Another interesting thing to note is that the cost-to-performance ratio levels out as we go from RA 1 node/2 nodes/4 nodes. This signals that there is acceptable scaling in the ra3 family for larger datasets: you can throw more nodes at the problem and get a linearish increase in performance.
Summary
On a (1) ETL-loading, (2) cost-to-performance basis, (3) and when compared to dc2, ra3 nodes are about 25% worse for large datasets and 20-60% better for small datasets. My guess is that significantly reduced IO performance is the main reason for the ra3 nodes’ poor performance.

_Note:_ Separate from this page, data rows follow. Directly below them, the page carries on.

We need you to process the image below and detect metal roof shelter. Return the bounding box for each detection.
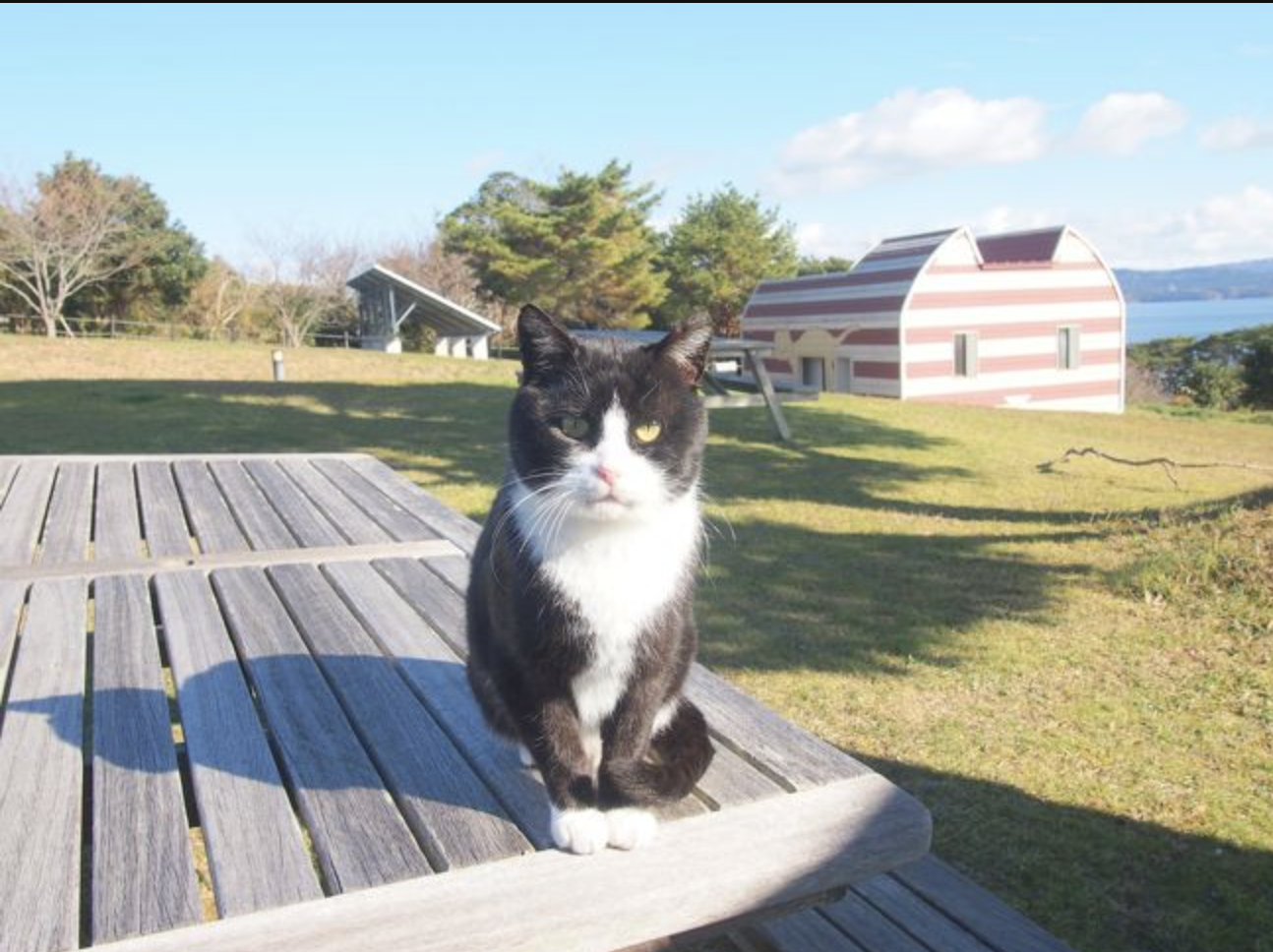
[347,265,499,360]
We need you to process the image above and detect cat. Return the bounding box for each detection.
[467,306,714,853]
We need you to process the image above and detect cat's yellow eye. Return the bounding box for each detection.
[633,423,663,443]
[558,414,588,439]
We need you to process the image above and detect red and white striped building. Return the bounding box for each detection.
[742,225,1126,412]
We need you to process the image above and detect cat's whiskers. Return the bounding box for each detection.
[516,482,575,557]
[486,470,566,584]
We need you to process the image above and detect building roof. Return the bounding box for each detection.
[742,225,1110,327]
[346,265,499,337]
[976,225,1065,265]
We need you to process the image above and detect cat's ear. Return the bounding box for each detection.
[516,304,579,384]
[650,317,711,385]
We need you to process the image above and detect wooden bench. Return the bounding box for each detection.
[0,454,930,952]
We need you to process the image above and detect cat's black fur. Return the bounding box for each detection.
[467,307,713,809]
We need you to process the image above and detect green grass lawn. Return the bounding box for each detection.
[0,337,1273,952]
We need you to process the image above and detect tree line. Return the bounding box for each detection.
[0,154,852,346]
[1126,325,1273,410]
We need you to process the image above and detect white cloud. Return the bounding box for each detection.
[796,221,879,261]
[1199,116,1273,151]
[1074,92,1185,155]
[971,205,1065,234]
[1086,185,1273,268]
[778,89,1047,192]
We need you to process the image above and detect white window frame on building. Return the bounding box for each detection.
[952,330,978,377]
[1057,325,1083,371]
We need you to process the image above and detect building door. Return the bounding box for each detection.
[835,358,853,393]
[800,358,826,389]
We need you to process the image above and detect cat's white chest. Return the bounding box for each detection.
[516,493,698,730]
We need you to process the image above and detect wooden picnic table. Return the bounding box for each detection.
[0,454,930,952]
[571,328,818,442]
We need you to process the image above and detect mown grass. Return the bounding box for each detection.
[0,338,1273,952]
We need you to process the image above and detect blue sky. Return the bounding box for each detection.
[0,4,1273,266]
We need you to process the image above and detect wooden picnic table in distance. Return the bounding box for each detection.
[0,454,930,952]
[571,329,818,441]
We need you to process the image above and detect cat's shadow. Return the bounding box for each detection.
[8,654,531,812]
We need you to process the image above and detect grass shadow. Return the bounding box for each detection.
[853,753,1273,952]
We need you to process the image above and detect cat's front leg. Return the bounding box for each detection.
[522,698,610,854]
[597,680,662,849]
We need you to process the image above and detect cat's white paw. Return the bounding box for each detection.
[606,806,658,849]
[551,806,610,856]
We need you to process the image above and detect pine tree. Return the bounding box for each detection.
[659,185,797,336]
[441,161,667,327]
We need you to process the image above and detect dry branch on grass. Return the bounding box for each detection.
[1039,446,1273,489]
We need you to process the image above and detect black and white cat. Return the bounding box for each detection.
[468,306,713,853]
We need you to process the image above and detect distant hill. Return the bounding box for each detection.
[1114,259,1273,300]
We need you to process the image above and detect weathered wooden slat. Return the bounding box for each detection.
[753,909,865,952]
[821,892,930,952]
[39,463,92,565]
[0,579,27,707]
[853,875,991,952]
[306,459,438,541]
[90,576,201,943]
[347,455,481,555]
[98,775,928,952]
[278,458,394,545]
[324,563,551,848]
[243,459,345,547]
[0,453,367,463]
[208,459,297,550]
[0,459,57,565]
[0,579,88,952]
[425,555,471,594]
[269,565,531,869]
[154,571,322,915]
[212,568,429,892]
[3,538,455,581]
[172,459,252,553]
[697,744,787,808]
[893,856,1072,952]
[92,462,144,562]
[136,460,194,558]
[0,457,18,506]
[372,559,468,658]
[686,665,871,791]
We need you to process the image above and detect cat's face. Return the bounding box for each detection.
[510,306,711,520]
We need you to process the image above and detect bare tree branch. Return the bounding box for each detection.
[0,176,152,337]
[257,237,361,347]
[1038,446,1273,489]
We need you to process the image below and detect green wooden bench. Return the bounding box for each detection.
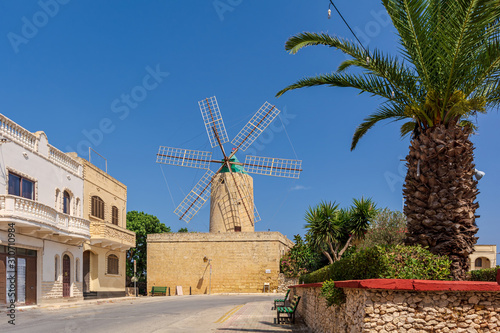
[150,286,167,296]
[274,289,290,309]
[276,295,300,324]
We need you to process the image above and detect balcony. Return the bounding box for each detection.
[90,221,135,251]
[0,195,90,245]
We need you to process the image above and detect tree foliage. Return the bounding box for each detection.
[127,211,170,290]
[280,235,326,277]
[305,198,377,264]
[357,208,406,248]
[277,0,500,149]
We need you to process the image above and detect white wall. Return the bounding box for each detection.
[0,133,83,217]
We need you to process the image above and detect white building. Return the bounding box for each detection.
[0,114,90,304]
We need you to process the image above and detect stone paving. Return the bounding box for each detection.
[215,301,312,333]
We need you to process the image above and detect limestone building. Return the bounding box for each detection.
[147,232,293,294]
[0,114,90,305]
[73,155,135,299]
[469,245,497,271]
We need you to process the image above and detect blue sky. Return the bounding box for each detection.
[0,0,500,260]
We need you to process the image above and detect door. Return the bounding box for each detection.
[0,254,7,304]
[63,254,71,297]
[26,257,36,305]
[83,251,90,293]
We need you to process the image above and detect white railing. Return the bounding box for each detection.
[48,145,81,176]
[68,216,90,236]
[90,222,135,246]
[0,114,37,151]
[0,195,90,238]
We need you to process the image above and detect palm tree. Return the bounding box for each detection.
[277,0,500,279]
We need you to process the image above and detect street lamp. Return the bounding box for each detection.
[203,256,212,295]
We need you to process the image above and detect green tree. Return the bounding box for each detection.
[357,208,406,249]
[305,198,377,264]
[280,235,322,277]
[127,211,170,293]
[277,0,500,279]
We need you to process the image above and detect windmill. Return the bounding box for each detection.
[156,96,302,232]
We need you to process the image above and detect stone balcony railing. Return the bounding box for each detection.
[0,114,83,177]
[0,195,90,239]
[90,221,135,249]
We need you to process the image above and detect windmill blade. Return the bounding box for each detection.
[243,155,302,179]
[198,96,229,148]
[174,170,215,222]
[231,102,280,151]
[156,146,212,169]
[240,172,261,225]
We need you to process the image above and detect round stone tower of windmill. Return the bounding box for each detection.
[210,156,255,233]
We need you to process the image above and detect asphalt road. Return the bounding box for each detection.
[0,295,276,333]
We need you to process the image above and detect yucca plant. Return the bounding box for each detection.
[277,0,500,279]
[305,198,378,264]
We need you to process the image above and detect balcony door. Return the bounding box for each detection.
[83,251,90,293]
[63,254,71,297]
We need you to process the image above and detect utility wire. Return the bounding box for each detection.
[329,0,370,56]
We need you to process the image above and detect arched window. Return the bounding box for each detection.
[54,189,61,211]
[91,196,104,220]
[474,258,483,267]
[63,191,71,214]
[54,255,59,281]
[75,258,80,282]
[111,206,118,225]
[108,254,118,275]
[73,198,81,217]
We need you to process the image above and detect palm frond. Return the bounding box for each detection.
[351,103,409,150]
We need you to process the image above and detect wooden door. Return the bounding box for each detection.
[83,251,90,293]
[63,254,71,297]
[26,257,36,305]
[0,254,7,304]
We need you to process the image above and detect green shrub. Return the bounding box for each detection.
[321,280,346,306]
[468,266,500,282]
[300,245,451,305]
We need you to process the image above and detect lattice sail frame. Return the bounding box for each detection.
[160,96,302,225]
[174,170,215,223]
[243,155,302,179]
[231,102,280,151]
[198,96,229,148]
[156,146,212,169]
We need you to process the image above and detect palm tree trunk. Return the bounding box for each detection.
[403,125,479,280]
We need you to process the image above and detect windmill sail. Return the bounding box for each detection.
[174,170,215,222]
[231,102,280,151]
[243,155,302,179]
[156,146,212,169]
[198,96,229,148]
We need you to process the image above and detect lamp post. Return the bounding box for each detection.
[203,256,212,295]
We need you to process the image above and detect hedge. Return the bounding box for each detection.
[299,245,451,283]
[468,266,500,282]
[299,245,451,305]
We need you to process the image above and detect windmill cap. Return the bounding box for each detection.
[220,156,248,175]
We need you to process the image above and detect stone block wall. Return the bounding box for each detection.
[147,232,293,295]
[292,281,500,333]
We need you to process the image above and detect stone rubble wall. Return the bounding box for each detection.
[292,286,500,333]
[278,273,299,293]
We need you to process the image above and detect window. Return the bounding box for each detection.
[63,191,71,214]
[92,196,104,220]
[474,258,483,267]
[108,254,118,274]
[75,258,80,282]
[111,206,118,225]
[9,173,35,200]
[54,255,59,281]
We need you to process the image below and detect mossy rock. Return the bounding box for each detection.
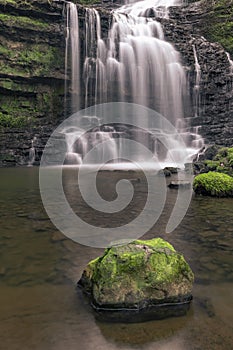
[78,238,194,321]
[193,171,233,197]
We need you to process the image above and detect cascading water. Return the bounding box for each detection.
[64,0,204,167]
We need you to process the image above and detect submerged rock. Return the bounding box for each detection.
[168,180,191,189]
[78,238,194,322]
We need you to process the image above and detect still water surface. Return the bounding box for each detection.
[0,168,233,350]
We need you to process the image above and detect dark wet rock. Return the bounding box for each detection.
[78,238,194,322]
[50,232,67,243]
[168,180,191,189]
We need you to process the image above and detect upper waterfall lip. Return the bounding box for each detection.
[113,0,180,17]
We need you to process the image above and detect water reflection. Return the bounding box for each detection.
[0,168,233,350]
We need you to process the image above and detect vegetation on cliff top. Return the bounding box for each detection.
[193,171,233,197]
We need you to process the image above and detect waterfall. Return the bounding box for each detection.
[63,0,204,167]
[193,45,201,117]
[65,2,80,113]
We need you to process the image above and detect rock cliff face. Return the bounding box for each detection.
[163,2,233,146]
[0,0,65,166]
[0,0,233,166]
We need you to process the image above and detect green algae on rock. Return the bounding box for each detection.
[78,238,194,322]
[193,171,233,197]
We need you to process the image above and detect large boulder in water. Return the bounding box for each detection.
[78,238,194,322]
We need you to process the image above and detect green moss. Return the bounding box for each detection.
[204,160,220,171]
[0,43,63,77]
[0,13,49,31]
[82,238,193,305]
[0,113,34,129]
[193,172,233,197]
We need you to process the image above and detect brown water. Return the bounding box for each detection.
[0,168,233,350]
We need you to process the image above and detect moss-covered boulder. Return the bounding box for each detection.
[78,238,194,322]
[193,171,233,197]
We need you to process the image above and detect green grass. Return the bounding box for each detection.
[0,112,34,129]
[0,43,63,77]
[0,13,49,30]
[193,171,233,197]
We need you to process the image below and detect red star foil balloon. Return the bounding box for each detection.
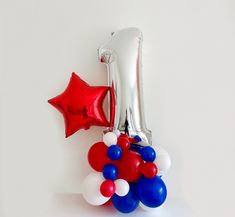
[48,72,109,138]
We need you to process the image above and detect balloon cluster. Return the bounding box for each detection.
[82,132,171,213]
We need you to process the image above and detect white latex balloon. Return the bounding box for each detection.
[153,146,171,176]
[82,172,110,206]
[114,179,130,197]
[103,132,117,146]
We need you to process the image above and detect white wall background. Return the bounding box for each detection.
[0,0,235,217]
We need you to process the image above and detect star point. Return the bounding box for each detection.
[48,72,109,138]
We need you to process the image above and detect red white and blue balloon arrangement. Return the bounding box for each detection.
[48,28,171,213]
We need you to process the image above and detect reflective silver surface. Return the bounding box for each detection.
[98,28,151,144]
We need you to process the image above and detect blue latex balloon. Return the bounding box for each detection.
[112,183,139,213]
[107,145,122,160]
[141,146,156,162]
[103,164,118,180]
[137,176,167,208]
[130,143,144,154]
[134,135,142,142]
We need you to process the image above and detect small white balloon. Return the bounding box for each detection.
[153,146,171,176]
[103,132,117,146]
[114,179,130,197]
[82,172,110,206]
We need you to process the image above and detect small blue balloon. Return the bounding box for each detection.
[137,176,167,208]
[112,183,139,213]
[129,143,144,154]
[141,146,156,162]
[103,164,118,180]
[134,135,142,142]
[107,145,122,160]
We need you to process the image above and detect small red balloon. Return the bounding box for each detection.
[100,180,116,197]
[117,134,130,151]
[141,162,158,179]
[88,142,111,172]
[119,133,129,139]
[116,150,144,182]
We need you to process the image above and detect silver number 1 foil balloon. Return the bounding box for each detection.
[98,28,151,144]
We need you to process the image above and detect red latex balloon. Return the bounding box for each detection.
[100,180,116,197]
[117,136,130,151]
[88,142,111,172]
[116,150,144,182]
[48,72,109,137]
[141,162,158,179]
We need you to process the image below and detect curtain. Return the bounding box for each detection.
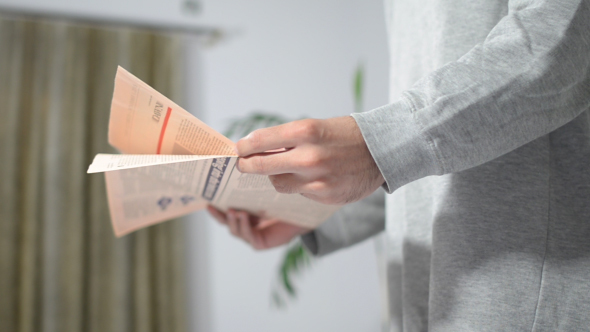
[0,16,186,332]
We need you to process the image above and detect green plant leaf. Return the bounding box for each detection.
[353,64,365,113]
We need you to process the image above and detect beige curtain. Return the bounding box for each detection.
[0,17,186,332]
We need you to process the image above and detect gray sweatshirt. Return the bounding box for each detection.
[303,0,590,332]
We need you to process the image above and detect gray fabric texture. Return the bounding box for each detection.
[302,0,590,331]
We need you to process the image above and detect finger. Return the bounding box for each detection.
[237,211,254,245]
[236,119,320,157]
[237,150,300,175]
[227,210,240,237]
[207,205,227,225]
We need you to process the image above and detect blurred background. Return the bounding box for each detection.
[0,0,389,332]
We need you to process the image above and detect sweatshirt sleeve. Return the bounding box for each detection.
[353,0,590,192]
[301,190,385,256]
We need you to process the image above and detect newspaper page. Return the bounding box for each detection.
[88,67,338,237]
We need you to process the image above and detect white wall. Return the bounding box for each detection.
[0,0,202,27]
[189,0,388,332]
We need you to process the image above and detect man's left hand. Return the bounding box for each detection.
[237,116,384,205]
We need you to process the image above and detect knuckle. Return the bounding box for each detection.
[299,150,323,168]
[268,176,293,194]
[252,156,266,174]
[248,130,262,150]
[295,119,321,142]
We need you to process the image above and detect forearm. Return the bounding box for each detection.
[301,189,385,256]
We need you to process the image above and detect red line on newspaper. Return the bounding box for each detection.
[156,107,172,154]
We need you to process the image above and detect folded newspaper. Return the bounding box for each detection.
[88,67,338,237]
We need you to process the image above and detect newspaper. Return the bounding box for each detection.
[88,67,338,237]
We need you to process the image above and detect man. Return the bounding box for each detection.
[210,0,590,331]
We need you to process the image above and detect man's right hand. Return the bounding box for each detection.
[207,205,311,250]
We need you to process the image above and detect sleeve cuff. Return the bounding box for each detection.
[301,231,318,256]
[352,97,443,193]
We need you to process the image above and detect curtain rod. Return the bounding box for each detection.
[0,5,224,41]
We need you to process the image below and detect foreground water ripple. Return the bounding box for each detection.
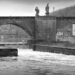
[0,49,75,75]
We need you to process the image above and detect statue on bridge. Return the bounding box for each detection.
[35,7,39,16]
[45,3,49,16]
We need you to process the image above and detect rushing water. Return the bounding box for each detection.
[0,49,75,75]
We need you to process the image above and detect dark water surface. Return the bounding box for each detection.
[0,49,75,75]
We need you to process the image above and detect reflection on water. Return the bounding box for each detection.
[0,49,75,75]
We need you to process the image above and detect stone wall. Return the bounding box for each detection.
[56,17,75,43]
[0,16,35,36]
[35,16,56,41]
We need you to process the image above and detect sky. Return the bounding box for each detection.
[0,0,75,16]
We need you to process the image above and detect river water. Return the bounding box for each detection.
[0,49,75,75]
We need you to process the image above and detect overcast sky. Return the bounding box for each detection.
[0,0,75,16]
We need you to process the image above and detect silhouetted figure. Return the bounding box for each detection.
[45,3,49,16]
[35,7,39,16]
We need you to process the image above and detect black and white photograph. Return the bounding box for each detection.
[0,0,75,75]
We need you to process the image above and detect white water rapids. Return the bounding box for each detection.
[0,49,75,75]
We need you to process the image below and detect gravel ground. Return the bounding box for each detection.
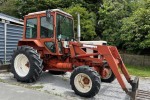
[0,73,150,100]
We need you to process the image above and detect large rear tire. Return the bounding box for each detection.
[48,70,66,75]
[11,46,43,83]
[70,66,101,97]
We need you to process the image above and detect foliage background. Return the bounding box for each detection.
[0,0,150,55]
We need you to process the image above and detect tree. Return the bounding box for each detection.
[121,1,150,54]
[0,0,17,16]
[98,0,129,47]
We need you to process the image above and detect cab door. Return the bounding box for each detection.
[40,14,56,55]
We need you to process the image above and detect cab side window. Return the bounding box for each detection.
[26,18,37,38]
[40,16,53,38]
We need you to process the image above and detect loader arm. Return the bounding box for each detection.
[70,43,139,99]
[98,46,139,100]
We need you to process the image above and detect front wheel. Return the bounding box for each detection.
[11,46,43,83]
[70,66,101,97]
[101,66,116,83]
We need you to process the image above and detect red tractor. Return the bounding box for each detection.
[11,9,139,97]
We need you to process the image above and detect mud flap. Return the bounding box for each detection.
[128,77,139,100]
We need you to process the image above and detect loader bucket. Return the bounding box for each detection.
[98,46,142,100]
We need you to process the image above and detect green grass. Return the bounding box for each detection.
[126,65,150,77]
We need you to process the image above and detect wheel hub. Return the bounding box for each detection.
[83,77,90,85]
[74,73,92,93]
[14,54,30,77]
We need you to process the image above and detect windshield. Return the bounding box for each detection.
[57,14,74,40]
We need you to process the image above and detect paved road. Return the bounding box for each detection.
[0,82,66,100]
[0,73,150,100]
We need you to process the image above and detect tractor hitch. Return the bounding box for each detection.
[128,77,139,100]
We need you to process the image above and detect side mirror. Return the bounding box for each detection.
[46,10,51,22]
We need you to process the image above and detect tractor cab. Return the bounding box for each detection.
[21,9,74,55]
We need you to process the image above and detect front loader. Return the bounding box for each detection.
[11,9,139,99]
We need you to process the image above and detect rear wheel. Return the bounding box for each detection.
[70,66,101,97]
[48,70,66,75]
[101,66,116,83]
[11,46,43,82]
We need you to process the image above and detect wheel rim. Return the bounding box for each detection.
[103,68,112,79]
[74,73,92,93]
[14,54,30,77]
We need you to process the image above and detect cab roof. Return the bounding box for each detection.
[26,9,72,17]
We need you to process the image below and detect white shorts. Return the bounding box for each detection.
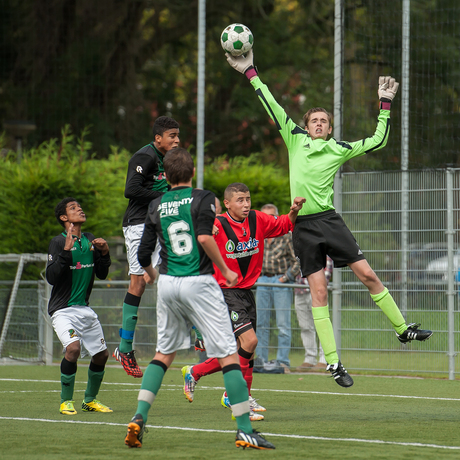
[51,305,107,357]
[123,224,161,275]
[157,275,237,358]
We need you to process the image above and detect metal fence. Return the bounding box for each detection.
[0,169,460,379]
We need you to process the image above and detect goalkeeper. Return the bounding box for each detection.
[226,50,432,387]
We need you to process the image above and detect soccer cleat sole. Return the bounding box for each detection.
[235,439,274,450]
[125,422,142,447]
[81,401,113,413]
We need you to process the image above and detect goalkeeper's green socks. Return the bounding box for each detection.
[370,288,407,335]
[136,359,168,423]
[222,364,252,433]
[311,305,339,364]
[118,292,141,353]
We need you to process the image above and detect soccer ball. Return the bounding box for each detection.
[220,23,254,56]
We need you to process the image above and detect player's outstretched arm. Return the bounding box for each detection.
[197,235,238,287]
[378,76,399,110]
[225,49,257,80]
[288,196,307,224]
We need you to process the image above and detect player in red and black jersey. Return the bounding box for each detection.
[182,183,305,420]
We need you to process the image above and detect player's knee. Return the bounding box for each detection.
[65,340,80,363]
[91,348,109,366]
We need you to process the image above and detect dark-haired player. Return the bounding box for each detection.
[46,197,112,415]
[226,50,432,387]
[125,148,275,449]
[113,116,179,378]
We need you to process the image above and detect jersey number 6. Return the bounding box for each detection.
[168,220,193,256]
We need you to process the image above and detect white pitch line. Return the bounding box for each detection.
[0,379,460,401]
[0,416,460,450]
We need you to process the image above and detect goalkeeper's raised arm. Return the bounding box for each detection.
[227,50,432,387]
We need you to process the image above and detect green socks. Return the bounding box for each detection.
[222,364,252,433]
[311,305,339,364]
[61,372,75,404]
[85,363,105,403]
[119,294,140,353]
[370,288,407,334]
[136,359,168,423]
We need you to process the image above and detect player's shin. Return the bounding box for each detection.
[61,358,77,403]
[312,305,339,364]
[370,288,407,334]
[85,361,105,403]
[222,364,252,433]
[136,359,168,423]
[119,292,141,353]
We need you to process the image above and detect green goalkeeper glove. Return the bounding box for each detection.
[378,76,399,102]
[225,49,257,80]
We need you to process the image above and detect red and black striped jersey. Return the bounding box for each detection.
[214,211,294,289]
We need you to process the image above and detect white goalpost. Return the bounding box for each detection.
[0,253,53,364]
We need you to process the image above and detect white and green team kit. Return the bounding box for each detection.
[251,77,390,216]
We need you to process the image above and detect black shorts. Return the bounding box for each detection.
[292,210,365,276]
[222,289,257,338]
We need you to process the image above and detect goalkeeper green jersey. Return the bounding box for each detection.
[251,77,390,216]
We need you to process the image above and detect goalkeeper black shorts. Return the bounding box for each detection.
[292,210,365,276]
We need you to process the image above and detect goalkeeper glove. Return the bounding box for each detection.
[378,76,399,110]
[226,49,257,80]
[192,326,206,351]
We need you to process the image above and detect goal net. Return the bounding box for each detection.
[0,254,53,364]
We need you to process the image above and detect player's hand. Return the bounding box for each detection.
[291,196,307,212]
[64,224,76,251]
[92,238,109,256]
[378,76,399,102]
[222,268,238,287]
[225,49,254,75]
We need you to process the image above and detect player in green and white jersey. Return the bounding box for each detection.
[125,148,275,449]
[226,50,432,387]
[46,197,112,415]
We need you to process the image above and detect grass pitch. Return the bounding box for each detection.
[0,364,460,460]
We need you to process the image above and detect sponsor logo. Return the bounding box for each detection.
[70,262,94,270]
[236,238,259,251]
[226,248,259,259]
[157,198,193,219]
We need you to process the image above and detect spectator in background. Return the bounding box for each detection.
[256,204,300,367]
[294,256,333,372]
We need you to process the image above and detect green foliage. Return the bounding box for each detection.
[203,154,291,214]
[0,125,129,276]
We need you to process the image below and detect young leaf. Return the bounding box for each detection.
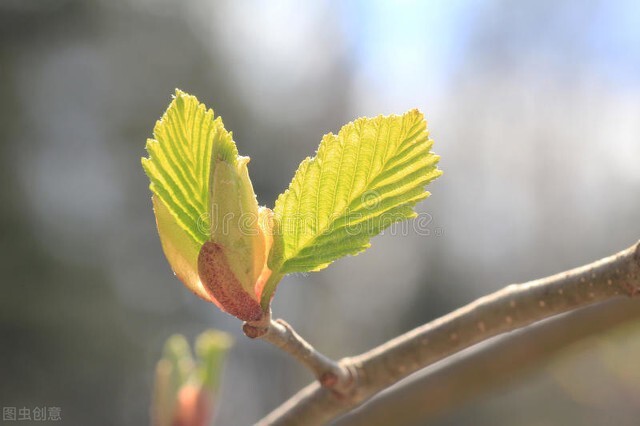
[142,90,219,246]
[269,110,442,274]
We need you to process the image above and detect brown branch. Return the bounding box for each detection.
[242,314,352,393]
[334,299,640,426]
[259,243,640,425]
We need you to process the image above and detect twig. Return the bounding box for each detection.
[242,314,352,394]
[334,299,640,426]
[259,243,640,425]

One of the ways to work around this is to cut your large nightly ETL jobs into smaller chunks that run throughout the day.
Do You Even Have a Choice?
It’s clear that AWS wants to push ra3 nodes as the future of Redshift. They have a lot of features that are only available on ra3 nodes, such as Aurora Zero ETL. Additionally, they removed the ability to buy Reserved Instances for dc2 nodes in February 2024 (and did not announce it…). Regardless of the performance, you might be forced to switch to ra3 nodes in the future.
If you were previously sitting on a lot of data on dc2 nodes, you have two options:
- Stay on dc2 nodes and pay the on-demand price, which is about 30% more expensive than the no-longer-available Reserved Instance price.
- Switch to ra3 nodes and get about 30% less performance for the same price. Add 30% more compute cost to compensate.
Either way, you’re going to be paying more for the same performance. This is a hidden tax.